Namun, permukaan besi rel yang licin akibat hujan tetap menjadi ancaman bagi pengendara, khususnya sepeda motor.
Selain itu, posisi permukaan aspal di bagian tengah rel terlihat lebih rendah dibandingkan tinggi besi rel. Kondisi tersebut membuat roda kendaraan harus melewati perbedaan ketinggian saat melintas sehingga meningkatkan risiko ban tergelincir.

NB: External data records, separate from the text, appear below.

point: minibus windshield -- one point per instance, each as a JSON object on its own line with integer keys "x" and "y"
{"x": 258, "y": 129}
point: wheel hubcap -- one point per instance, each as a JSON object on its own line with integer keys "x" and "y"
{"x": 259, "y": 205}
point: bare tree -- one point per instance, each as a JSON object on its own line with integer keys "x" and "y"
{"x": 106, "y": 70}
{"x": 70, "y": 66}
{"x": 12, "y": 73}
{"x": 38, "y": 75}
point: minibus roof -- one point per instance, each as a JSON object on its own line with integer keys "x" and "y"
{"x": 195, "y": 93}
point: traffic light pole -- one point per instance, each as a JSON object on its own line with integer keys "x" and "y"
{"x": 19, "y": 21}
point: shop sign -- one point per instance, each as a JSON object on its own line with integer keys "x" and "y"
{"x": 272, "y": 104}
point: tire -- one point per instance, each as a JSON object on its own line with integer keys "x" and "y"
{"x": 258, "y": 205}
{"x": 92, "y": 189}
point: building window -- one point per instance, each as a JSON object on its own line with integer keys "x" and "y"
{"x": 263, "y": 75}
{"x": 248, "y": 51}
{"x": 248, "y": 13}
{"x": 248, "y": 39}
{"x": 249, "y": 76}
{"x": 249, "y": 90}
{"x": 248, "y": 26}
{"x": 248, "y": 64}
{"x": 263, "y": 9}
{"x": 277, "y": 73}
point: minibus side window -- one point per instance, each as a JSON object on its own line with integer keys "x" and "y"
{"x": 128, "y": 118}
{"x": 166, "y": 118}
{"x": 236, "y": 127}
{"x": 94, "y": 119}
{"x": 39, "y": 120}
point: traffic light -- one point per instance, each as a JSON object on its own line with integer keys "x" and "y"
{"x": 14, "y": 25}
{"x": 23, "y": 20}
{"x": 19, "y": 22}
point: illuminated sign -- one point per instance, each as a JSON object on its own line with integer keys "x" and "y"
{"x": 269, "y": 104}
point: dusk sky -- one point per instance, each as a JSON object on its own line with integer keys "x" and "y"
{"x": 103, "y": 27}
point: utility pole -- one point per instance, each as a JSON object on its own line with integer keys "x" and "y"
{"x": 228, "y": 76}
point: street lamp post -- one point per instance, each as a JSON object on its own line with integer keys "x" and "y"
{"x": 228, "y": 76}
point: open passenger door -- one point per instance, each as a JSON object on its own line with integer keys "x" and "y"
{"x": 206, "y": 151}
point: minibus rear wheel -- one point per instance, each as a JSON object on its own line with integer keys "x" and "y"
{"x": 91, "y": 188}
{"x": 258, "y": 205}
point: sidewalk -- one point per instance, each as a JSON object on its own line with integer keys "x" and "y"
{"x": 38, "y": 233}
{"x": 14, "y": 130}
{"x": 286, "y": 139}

Di lokasi, sejumlah pengendara tampak memperlambat laju kendaraan sebelum melintasi rel. Beberapa di antaranya bahkan memilih memiringkan arah sepeda motor agar roda tidak sejajar dengan rel besi.
Baca juga: Spanyol Juara Piala Dunia 2026, Suhatman Imam Bongkar Borok Argentina di Laga Final
Zal mengaku sudah terbiasa mendengar suara benturan akibat pengendara yang terjatuh di lokasi tersebut.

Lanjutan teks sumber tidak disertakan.